Qu'est-ce que la prise d'acte ?
C'est un mode de rupture du contrat à l'initiative du salarié qui invoque des manquements graves de l'employeur. La rupture est immédiate (pas de préavis du côté salarié) et son régime dépendra du juge prud'homal : si les manquements sont jugés graves, c'est un licenciement sans cause réelle ; sinon, c'est une démission (sans droit au chômage).
C'est risqué ? Pourquoi ?
Très risqué : si le conseil de prud'hommes juge que les manquements ne sont pas suffisamment graves, la prise d'acte est requalifiée en démission. Conséquences : pas d'indemnités, pas d'allocations chômage, et parfois condamnation à indemniser l'employeur pour préavis non effectué. Consultez impérativement un avocat avant.

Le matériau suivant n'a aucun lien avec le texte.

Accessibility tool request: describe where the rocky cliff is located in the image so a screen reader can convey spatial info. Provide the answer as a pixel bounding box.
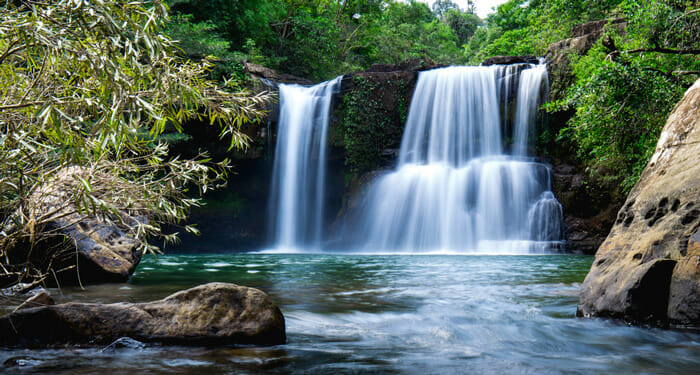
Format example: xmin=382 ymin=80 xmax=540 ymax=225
xmin=577 ymin=80 xmax=700 ymax=328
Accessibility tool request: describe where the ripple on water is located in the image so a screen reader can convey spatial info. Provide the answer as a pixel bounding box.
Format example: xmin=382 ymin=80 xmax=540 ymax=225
xmin=5 ymin=254 xmax=700 ymax=375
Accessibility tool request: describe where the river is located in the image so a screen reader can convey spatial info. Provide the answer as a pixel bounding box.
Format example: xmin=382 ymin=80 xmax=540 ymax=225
xmin=0 ymin=254 xmax=700 ymax=375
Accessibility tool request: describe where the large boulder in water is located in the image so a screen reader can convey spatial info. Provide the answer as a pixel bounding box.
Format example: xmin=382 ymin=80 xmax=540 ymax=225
xmin=0 ymin=283 xmax=286 ymax=347
xmin=578 ymin=80 xmax=700 ymax=327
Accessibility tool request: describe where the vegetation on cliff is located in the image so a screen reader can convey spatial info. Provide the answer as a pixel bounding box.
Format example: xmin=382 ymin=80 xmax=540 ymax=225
xmin=165 ymin=0 xmax=480 ymax=81
xmin=0 ymin=0 xmax=266 ymax=283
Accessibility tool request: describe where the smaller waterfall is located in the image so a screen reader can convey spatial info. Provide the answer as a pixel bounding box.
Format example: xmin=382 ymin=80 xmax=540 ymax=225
xmin=268 ymin=77 xmax=342 ymax=249
xmin=352 ymin=64 xmax=563 ymax=253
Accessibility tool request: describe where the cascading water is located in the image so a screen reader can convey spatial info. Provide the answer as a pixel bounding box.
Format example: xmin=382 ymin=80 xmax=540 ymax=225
xmin=268 ymin=77 xmax=341 ymax=249
xmin=355 ymin=64 xmax=563 ymax=253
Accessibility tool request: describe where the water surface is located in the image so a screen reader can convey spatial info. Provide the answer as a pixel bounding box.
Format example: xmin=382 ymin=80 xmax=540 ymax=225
xmin=0 ymin=254 xmax=700 ymax=375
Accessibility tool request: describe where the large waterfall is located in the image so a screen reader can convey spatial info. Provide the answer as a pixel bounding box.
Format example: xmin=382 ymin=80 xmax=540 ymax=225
xmin=352 ymin=64 xmax=563 ymax=253
xmin=268 ymin=77 xmax=341 ymax=249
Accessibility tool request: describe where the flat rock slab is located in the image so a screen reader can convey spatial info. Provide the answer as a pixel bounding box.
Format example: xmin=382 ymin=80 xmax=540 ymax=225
xmin=0 ymin=283 xmax=286 ymax=347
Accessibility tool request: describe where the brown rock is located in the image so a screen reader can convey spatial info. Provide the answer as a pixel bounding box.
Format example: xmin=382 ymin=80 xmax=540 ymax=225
xmin=14 ymin=291 xmax=56 ymax=312
xmin=0 ymin=283 xmax=286 ymax=347
xmin=6 ymin=166 xmax=148 ymax=284
xmin=481 ymin=55 xmax=539 ymax=66
xmin=545 ymin=18 xmax=627 ymax=100
xmin=578 ymin=80 xmax=700 ymax=327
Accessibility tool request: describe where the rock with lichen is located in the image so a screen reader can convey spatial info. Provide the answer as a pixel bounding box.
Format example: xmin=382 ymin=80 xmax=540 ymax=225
xmin=0 ymin=283 xmax=286 ymax=347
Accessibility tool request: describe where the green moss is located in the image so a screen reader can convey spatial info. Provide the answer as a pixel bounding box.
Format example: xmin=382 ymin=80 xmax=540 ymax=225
xmin=335 ymin=75 xmax=411 ymax=175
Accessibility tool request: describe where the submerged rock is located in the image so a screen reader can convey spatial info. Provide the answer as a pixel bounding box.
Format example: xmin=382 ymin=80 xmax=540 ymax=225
xmin=577 ymin=80 xmax=700 ymax=328
xmin=102 ymin=337 xmax=146 ymax=353
xmin=15 ymin=290 xmax=56 ymax=311
xmin=0 ymin=283 xmax=286 ymax=347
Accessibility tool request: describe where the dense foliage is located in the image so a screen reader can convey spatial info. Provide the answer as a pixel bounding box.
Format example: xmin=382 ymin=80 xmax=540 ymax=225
xmin=170 ymin=0 xmax=480 ymax=80
xmin=336 ymin=75 xmax=415 ymax=174
xmin=0 ymin=0 xmax=266 ymax=288
xmin=464 ymin=0 xmax=700 ymax=192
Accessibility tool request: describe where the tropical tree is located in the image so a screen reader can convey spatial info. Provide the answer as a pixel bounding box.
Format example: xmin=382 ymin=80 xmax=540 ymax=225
xmin=0 ymin=0 xmax=267 ymax=288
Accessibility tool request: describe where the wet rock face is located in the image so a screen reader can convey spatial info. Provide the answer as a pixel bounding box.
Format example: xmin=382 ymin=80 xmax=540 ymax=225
xmin=578 ymin=81 xmax=700 ymax=327
xmin=0 ymin=283 xmax=286 ymax=347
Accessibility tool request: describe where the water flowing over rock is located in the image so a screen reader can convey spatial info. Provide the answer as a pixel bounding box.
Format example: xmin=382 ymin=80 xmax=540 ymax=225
xmin=269 ymin=77 xmax=342 ymax=249
xmin=578 ymin=80 xmax=700 ymax=328
xmin=0 ymin=283 xmax=286 ymax=347
xmin=350 ymin=64 xmax=563 ymax=253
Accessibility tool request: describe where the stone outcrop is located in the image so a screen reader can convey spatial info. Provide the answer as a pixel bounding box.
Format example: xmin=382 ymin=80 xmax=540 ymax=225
xmin=545 ymin=18 xmax=627 ymax=100
xmin=0 ymin=283 xmax=286 ymax=347
xmin=542 ymin=18 xmax=627 ymax=254
xmin=552 ymin=163 xmax=619 ymax=255
xmin=4 ymin=167 xmax=148 ymax=284
xmin=578 ymin=80 xmax=700 ymax=328
xmin=481 ymin=55 xmax=540 ymax=66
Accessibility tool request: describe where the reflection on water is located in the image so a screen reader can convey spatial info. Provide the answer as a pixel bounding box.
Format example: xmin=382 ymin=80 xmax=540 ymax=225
xmin=0 ymin=254 xmax=700 ymax=375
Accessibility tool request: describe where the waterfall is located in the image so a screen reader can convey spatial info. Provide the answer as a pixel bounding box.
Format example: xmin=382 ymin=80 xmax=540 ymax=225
xmin=352 ymin=64 xmax=563 ymax=253
xmin=268 ymin=77 xmax=341 ymax=249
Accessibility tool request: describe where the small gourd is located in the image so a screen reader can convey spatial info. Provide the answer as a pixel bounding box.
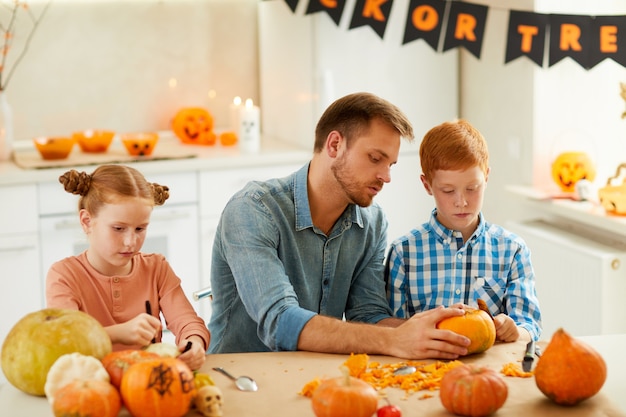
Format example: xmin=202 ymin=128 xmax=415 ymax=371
xmin=439 ymin=365 xmax=508 ymax=417
xmin=437 ymin=307 xmax=496 ymax=355
xmin=535 ymin=328 xmax=606 ymax=405
xmin=44 ymin=352 xmax=110 ymax=404
xmin=52 ymin=379 xmax=122 ymax=417
xmin=311 ymin=366 xmax=378 ymax=417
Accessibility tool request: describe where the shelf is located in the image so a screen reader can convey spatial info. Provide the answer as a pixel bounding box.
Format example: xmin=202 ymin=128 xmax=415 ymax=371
xmin=506 ymin=185 xmax=626 ymax=240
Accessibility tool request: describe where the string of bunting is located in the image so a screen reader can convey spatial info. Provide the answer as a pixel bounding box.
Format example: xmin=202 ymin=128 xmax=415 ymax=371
xmin=264 ymin=0 xmax=626 ymax=70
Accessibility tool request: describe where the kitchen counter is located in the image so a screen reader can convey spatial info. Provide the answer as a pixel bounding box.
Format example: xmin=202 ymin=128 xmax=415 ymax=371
xmin=0 ymin=131 xmax=313 ymax=186
xmin=0 ymin=334 xmax=626 ymax=417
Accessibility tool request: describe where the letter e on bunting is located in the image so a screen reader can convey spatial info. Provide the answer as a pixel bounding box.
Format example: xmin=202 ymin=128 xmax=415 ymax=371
xmin=305 ymin=0 xmax=346 ymax=26
xmin=349 ymin=0 xmax=393 ymax=39
xmin=589 ymin=16 xmax=626 ymax=68
xmin=402 ymin=0 xmax=447 ymax=52
xmin=443 ymin=1 xmax=489 ymax=59
xmin=504 ymin=11 xmax=548 ymax=67
xmin=548 ymin=14 xmax=592 ymax=69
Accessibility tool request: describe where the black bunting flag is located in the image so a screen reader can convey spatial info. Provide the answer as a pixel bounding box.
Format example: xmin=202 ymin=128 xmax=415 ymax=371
xmin=402 ymin=0 xmax=447 ymax=51
xmin=305 ymin=0 xmax=346 ymax=26
xmin=349 ymin=0 xmax=393 ymax=39
xmin=443 ymin=1 xmax=489 ymax=59
xmin=504 ymin=11 xmax=548 ymax=66
xmin=285 ymin=0 xmax=298 ymax=13
xmin=548 ymin=14 xmax=593 ymax=68
xmin=589 ymin=16 xmax=626 ymax=68
xmin=276 ymin=0 xmax=626 ymax=69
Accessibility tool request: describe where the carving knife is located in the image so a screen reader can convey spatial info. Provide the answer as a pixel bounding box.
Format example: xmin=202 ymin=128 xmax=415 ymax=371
xmin=522 ymin=340 xmax=535 ymax=372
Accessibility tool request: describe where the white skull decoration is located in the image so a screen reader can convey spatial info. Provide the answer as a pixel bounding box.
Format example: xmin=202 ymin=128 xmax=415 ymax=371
xmin=194 ymin=385 xmax=224 ymax=417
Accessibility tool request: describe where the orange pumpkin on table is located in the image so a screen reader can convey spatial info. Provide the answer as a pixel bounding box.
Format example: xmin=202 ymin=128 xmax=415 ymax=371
xmin=120 ymin=357 xmax=196 ymax=417
xmin=311 ymin=366 xmax=378 ymax=417
xmin=535 ymin=329 xmax=606 ymax=405
xmin=437 ymin=307 xmax=496 ymax=355
xmin=102 ymin=349 xmax=160 ymax=389
xmin=439 ymin=365 xmax=508 ymax=417
xmin=552 ymin=152 xmax=596 ymax=193
xmin=172 ymin=107 xmax=217 ymax=145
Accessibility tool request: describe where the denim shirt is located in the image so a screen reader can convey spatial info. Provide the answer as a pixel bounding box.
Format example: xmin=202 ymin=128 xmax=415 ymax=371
xmin=209 ymin=163 xmax=391 ymax=353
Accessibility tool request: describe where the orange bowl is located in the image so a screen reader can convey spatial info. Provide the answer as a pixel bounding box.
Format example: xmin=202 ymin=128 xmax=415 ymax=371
xmin=33 ymin=136 xmax=76 ymax=159
xmin=120 ymin=132 xmax=159 ymax=156
xmin=72 ymin=129 xmax=115 ymax=153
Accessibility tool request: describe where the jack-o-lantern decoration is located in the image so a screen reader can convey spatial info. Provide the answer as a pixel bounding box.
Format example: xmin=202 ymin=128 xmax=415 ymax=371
xmin=172 ymin=107 xmax=217 ymax=145
xmin=552 ymin=151 xmax=596 ymax=193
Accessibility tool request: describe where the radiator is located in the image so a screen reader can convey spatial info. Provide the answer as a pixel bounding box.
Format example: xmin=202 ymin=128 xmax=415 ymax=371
xmin=507 ymin=220 xmax=626 ymax=340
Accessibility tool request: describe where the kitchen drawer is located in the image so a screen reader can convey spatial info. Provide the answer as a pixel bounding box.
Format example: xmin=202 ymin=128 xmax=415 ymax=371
xmin=0 ymin=184 xmax=39 ymax=235
xmin=200 ymin=164 xmax=302 ymax=216
xmin=39 ymin=168 xmax=198 ymax=216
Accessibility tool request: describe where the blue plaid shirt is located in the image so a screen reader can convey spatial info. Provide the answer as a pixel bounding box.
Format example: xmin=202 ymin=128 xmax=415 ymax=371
xmin=385 ymin=209 xmax=541 ymax=340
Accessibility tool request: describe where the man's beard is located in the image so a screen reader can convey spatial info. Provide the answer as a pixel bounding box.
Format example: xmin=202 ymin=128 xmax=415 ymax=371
xmin=331 ymin=154 xmax=384 ymax=207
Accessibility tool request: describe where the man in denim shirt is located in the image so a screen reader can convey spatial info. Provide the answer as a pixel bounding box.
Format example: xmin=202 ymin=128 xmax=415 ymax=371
xmin=209 ymin=93 xmax=469 ymax=359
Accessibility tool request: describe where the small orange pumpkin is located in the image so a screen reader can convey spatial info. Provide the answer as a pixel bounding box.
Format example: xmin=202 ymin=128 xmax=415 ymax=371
xmin=172 ymin=107 xmax=216 ymax=145
xmin=552 ymin=152 xmax=596 ymax=193
xmin=437 ymin=307 xmax=496 ymax=355
xmin=120 ymin=357 xmax=196 ymax=417
xmin=52 ymin=380 xmax=122 ymax=417
xmin=311 ymin=366 xmax=378 ymax=417
xmin=535 ymin=328 xmax=606 ymax=405
xmin=102 ymin=349 xmax=160 ymax=389
xmin=439 ymin=365 xmax=509 ymax=417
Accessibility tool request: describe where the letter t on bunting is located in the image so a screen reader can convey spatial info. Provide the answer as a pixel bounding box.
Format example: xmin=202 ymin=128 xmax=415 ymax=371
xmin=504 ymin=11 xmax=548 ymax=67
xmin=349 ymin=0 xmax=393 ymax=39
xmin=443 ymin=1 xmax=489 ymax=59
xmin=305 ymin=0 xmax=346 ymax=26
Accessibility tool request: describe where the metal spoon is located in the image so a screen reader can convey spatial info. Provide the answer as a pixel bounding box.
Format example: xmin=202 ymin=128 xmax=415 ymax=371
xmin=213 ymin=368 xmax=259 ymax=391
xmin=393 ymin=365 xmax=417 ymax=375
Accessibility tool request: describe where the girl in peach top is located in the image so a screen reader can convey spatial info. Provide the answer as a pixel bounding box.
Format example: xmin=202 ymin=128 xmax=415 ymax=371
xmin=46 ymin=165 xmax=210 ymax=370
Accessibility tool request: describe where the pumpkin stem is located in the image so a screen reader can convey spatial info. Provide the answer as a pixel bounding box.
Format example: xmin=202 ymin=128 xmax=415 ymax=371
xmin=339 ymin=365 xmax=351 ymax=387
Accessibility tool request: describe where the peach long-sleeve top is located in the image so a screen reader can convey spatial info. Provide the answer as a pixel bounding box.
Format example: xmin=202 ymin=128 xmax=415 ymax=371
xmin=46 ymin=252 xmax=210 ymax=350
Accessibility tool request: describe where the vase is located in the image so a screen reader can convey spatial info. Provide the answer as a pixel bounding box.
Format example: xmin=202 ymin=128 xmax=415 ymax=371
xmin=0 ymin=91 xmax=13 ymax=162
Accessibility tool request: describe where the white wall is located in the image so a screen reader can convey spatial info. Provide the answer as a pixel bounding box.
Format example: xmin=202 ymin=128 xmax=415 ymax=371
xmin=460 ymin=0 xmax=626 ymax=224
xmin=0 ymin=0 xmax=259 ymax=140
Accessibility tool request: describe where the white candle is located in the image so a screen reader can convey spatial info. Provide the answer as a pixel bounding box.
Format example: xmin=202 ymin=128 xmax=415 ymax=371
xmin=229 ymin=96 xmax=241 ymax=133
xmin=236 ymin=99 xmax=261 ymax=153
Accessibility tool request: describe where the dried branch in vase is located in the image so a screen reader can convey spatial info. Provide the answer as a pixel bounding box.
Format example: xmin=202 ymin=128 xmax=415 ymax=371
xmin=0 ymin=0 xmax=52 ymax=91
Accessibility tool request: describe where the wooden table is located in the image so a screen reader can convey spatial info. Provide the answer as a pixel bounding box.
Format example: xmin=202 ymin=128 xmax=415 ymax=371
xmin=0 ymin=335 xmax=626 ymax=417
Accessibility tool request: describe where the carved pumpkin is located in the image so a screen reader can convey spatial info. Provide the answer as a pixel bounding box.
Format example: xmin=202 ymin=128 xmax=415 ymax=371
xmin=52 ymin=380 xmax=122 ymax=417
xmin=439 ymin=365 xmax=508 ymax=417
xmin=102 ymin=349 xmax=160 ymax=389
xmin=552 ymin=152 xmax=596 ymax=193
xmin=121 ymin=133 xmax=159 ymax=156
xmin=535 ymin=329 xmax=606 ymax=405
xmin=172 ymin=107 xmax=217 ymax=145
xmin=311 ymin=366 xmax=378 ymax=417
xmin=120 ymin=358 xmax=196 ymax=417
xmin=437 ymin=307 xmax=496 ymax=355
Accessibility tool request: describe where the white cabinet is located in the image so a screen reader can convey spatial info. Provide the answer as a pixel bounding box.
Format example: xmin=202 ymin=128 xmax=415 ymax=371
xmin=0 ymin=185 xmax=43 ymax=383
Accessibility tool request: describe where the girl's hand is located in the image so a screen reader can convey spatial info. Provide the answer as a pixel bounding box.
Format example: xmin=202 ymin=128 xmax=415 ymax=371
xmin=105 ymin=313 xmax=161 ymax=346
xmin=177 ymin=336 xmax=206 ymax=371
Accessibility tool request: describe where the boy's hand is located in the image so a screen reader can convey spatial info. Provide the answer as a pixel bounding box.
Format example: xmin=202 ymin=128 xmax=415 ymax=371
xmin=493 ymin=313 xmax=520 ymax=342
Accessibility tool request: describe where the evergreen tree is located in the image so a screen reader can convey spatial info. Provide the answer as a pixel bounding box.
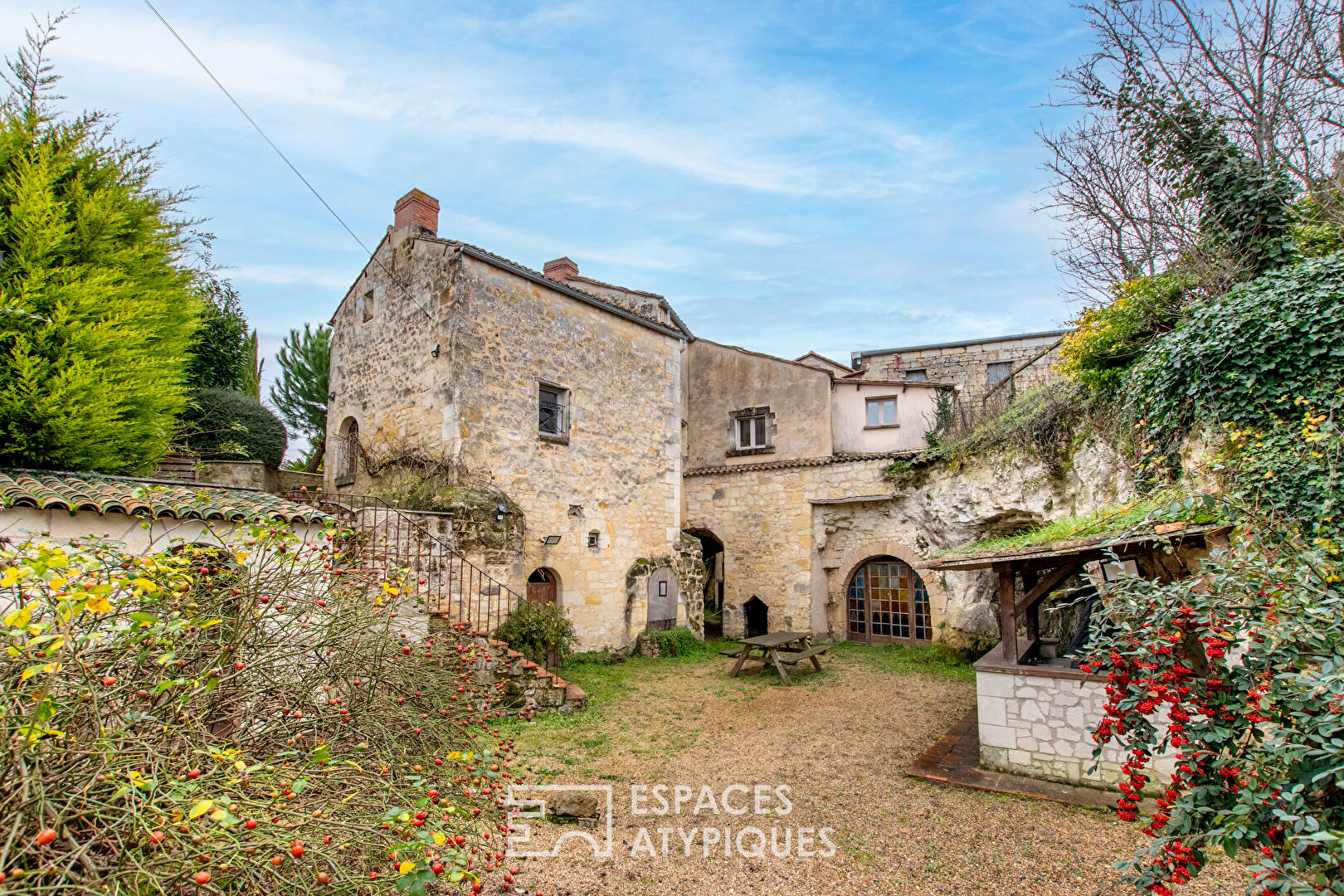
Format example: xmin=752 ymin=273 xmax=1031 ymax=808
xmin=270 ymin=324 xmax=332 ymax=473
xmin=187 ymin=277 xmax=251 ymax=391
xmin=0 ymin=17 xmax=200 ymax=473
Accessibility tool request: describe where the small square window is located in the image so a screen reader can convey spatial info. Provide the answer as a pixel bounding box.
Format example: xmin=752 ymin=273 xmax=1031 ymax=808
xmin=867 ymin=397 xmax=897 ymax=426
xmin=536 ymin=384 xmax=570 ymax=438
xmin=738 ymin=416 xmax=766 ymax=450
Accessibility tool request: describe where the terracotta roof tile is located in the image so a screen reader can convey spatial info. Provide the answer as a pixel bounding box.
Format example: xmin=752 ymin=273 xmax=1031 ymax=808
xmin=681 ymin=451 xmax=921 ymax=477
xmin=0 ymin=470 xmax=331 ymax=523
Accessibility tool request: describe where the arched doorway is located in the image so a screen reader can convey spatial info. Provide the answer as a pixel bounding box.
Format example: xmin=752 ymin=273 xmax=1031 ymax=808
xmin=685 ymin=529 xmax=727 ymax=640
xmin=845 ymin=556 xmax=933 ymax=645
xmin=334 ymin=416 xmax=359 ymax=485
xmin=527 ymin=567 xmax=561 ymax=607
xmin=742 ymin=594 xmax=770 ymax=638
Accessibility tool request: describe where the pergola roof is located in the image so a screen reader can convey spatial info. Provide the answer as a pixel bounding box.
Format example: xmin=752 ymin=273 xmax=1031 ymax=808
xmin=917 ymin=523 xmax=1233 ymax=570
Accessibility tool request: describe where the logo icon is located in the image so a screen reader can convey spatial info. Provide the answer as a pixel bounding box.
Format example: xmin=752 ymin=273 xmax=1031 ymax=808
xmin=504 ymin=785 xmax=611 ymax=859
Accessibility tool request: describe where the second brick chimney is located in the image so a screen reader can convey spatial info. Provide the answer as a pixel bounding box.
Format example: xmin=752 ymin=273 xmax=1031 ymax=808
xmin=392 ymin=189 xmax=438 ymax=236
xmin=542 ymin=258 xmax=579 ymax=282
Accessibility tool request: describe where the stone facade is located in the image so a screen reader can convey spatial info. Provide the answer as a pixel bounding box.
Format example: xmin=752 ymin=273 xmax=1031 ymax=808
xmin=684 ymin=438 xmax=1132 ymax=646
xmin=325 ymin=193 xmax=1085 ymax=658
xmin=976 ymin=668 xmax=1173 ymax=786
xmin=854 ymin=330 xmax=1069 ymax=403
xmin=327 ymin=207 xmax=685 ymax=647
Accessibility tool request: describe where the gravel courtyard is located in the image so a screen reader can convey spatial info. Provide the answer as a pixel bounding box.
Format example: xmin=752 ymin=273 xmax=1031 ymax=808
xmin=508 ymin=645 xmax=1244 ymax=896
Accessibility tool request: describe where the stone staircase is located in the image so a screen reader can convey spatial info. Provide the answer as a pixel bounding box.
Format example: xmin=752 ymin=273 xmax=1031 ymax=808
xmin=469 ymin=631 xmax=587 ymax=712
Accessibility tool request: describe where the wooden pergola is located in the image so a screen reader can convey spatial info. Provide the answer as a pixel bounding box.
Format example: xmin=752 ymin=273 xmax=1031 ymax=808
xmin=919 ymin=523 xmax=1233 ymax=665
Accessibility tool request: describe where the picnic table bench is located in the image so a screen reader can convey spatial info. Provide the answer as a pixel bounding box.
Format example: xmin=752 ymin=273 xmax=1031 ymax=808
xmin=719 ymin=631 xmax=828 ymax=685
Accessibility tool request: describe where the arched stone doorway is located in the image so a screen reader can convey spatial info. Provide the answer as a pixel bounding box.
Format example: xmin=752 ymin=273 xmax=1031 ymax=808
xmin=845 ymin=556 xmax=933 ymax=645
xmin=685 ymin=529 xmax=728 ymax=640
xmin=742 ymin=595 xmax=770 ymax=638
xmin=332 ymin=416 xmax=360 ymax=485
xmin=527 ymin=567 xmax=561 ymax=607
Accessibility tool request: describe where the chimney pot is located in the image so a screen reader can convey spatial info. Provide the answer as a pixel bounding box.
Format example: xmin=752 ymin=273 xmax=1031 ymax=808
xmin=542 ymin=258 xmax=579 ymax=282
xmin=392 ymin=189 xmax=438 ymax=236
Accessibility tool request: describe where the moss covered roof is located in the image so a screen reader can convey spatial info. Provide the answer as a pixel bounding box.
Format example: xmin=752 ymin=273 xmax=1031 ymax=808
xmin=0 ymin=470 xmax=331 ymax=523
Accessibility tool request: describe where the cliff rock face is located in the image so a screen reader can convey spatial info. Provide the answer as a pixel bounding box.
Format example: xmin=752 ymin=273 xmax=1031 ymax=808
xmin=894 ymin=436 xmax=1134 ymax=642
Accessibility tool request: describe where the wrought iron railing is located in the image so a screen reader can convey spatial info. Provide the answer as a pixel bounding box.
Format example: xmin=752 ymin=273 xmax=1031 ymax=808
xmin=285 ymin=492 xmax=525 ymax=631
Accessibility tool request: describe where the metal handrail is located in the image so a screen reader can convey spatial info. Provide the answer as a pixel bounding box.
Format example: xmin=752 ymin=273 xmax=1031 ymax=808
xmin=285 ymin=490 xmax=527 ymax=631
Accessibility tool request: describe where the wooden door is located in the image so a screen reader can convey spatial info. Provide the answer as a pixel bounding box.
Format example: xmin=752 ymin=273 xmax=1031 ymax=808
xmin=527 ymin=568 xmax=555 ymax=607
xmin=645 ymin=570 xmax=677 ymax=630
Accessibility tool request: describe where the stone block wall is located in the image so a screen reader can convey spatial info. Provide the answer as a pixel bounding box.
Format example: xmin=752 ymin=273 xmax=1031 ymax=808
xmin=864 ymin=334 xmax=1060 ymax=404
xmin=328 ymin=224 xmax=684 ymax=649
xmin=976 ymin=666 xmax=1172 ymax=786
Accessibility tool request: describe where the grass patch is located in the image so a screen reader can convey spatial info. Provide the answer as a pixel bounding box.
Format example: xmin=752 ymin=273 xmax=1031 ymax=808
xmin=822 ymin=640 xmax=976 ymax=681
xmin=936 ymin=489 xmax=1219 ymax=556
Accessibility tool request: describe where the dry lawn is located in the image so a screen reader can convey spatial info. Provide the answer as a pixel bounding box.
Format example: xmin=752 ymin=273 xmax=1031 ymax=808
xmin=497 ymin=645 xmax=1246 ymax=896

Quels manquements peuvent justifier une prise d'acte ?
Les manquements doivent être suffisamment graves et empêcher la poursuite du contrat : non-paiement de salaires, harcèlement moral ou sexuel avéré, modification unilatérale d'éléments essentiels du contrat, violation de l'obligation de sécurité, discrimination, mesures de représailles.
Puis-je toucher le chômage après une prise d'acte ?
Pas immédiatement. France Travail considère la prise d'acte comme une démission tant que le juge n'a pas tranché. Vous devez donc patienter pour les ARE, OU saisir l'instance paritaire de France Travail pour faire reconnaître votre démission comme légitime (au cas par cas). Les délais sont longs (souvent 6-12 mois).
Quelle est la différence avec une démission ou un licenciement ?
Démission : initiative salarié sans tort employeur, préavis dû, pas de chômage. Licenciement : initiative employeur, indemnités selon motif, chômage ouvert. Prise d'acte : initiative salarié SOUS RÉSERVE de manquements graves, qualifié a posteriori par le juge.